Sudan's Salah Gosh says "SPLA knows very well where Kony is"
Sudan says Uganda LRA leader not in Darfur
(KHARTOUM) — The Sudanese government denied claims by the Sudan People Liberation Movement (SPLM) that the leader of Uganda Lord Resistance Army (LRA) Joseph Kony relocated to the western region of Darfur.
This week the SPLA spokesperson Kuol Deim Kuol said that Kony sneaked into Darfur coming from the Central African Republic (CAR) after the strikes made by Ugandan helicopters to his forces.
Kuol suggested that Kony is seeking protection from the Sudanese army and may be used to fight the Darfur rebels.
Salah Gosh, the adviser to the Sudanese president and former director of the National Intelligence and Security Services (NISS) said that the SPLA claim is untrue.
He said that the SPLA is resorting to “fabrications” and “political maneuvers” to “distort the image of the Sudanese army”.
“The SPLA knows very well where Kony is,” Gosh said.
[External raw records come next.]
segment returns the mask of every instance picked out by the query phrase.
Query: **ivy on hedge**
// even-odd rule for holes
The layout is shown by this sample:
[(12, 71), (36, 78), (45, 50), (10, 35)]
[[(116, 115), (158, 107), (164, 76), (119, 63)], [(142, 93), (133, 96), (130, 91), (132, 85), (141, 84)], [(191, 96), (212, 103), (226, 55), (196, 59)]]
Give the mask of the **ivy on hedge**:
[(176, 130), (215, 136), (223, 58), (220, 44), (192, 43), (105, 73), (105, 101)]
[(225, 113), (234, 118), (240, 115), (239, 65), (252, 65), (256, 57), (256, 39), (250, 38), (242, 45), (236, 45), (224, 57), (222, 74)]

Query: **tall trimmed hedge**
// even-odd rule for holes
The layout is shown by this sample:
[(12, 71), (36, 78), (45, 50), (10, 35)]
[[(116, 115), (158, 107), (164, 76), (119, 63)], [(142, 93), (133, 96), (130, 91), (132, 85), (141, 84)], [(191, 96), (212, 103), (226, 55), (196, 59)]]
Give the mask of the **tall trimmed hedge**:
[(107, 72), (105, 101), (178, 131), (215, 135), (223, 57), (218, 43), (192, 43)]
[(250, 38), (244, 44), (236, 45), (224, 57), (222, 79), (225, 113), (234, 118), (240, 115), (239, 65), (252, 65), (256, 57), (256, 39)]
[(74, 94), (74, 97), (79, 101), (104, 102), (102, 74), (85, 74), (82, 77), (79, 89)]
Since the 90’s Khartoum reportedly armed, trained and gave military intelligence to the LRA to help it take on the Ugandan government and fight a proxy war against the SPLA.
Kony, in a video-taped meeting in 2005, described it as a mutually beneficial arrangement where “we helped the Arabs to fight their war in the south while they helped us to fight [Ugandan president] Musievini’s government”.
The LRA leader is wanted by the International Criminal Court (ICC) and a number of his commanders for crimes allegedly committed against civilians in North Uganda.
From September to March this year, the Ugandan and Congolese armies, with support from southern Sudan, carried out a massive offensive that failed to either capture Kony or neutralize his group.
Since then, peace talks have ground to a halt and LRA fighters have stepped up their attacks on civilians, in particular in eastern Central African Republic.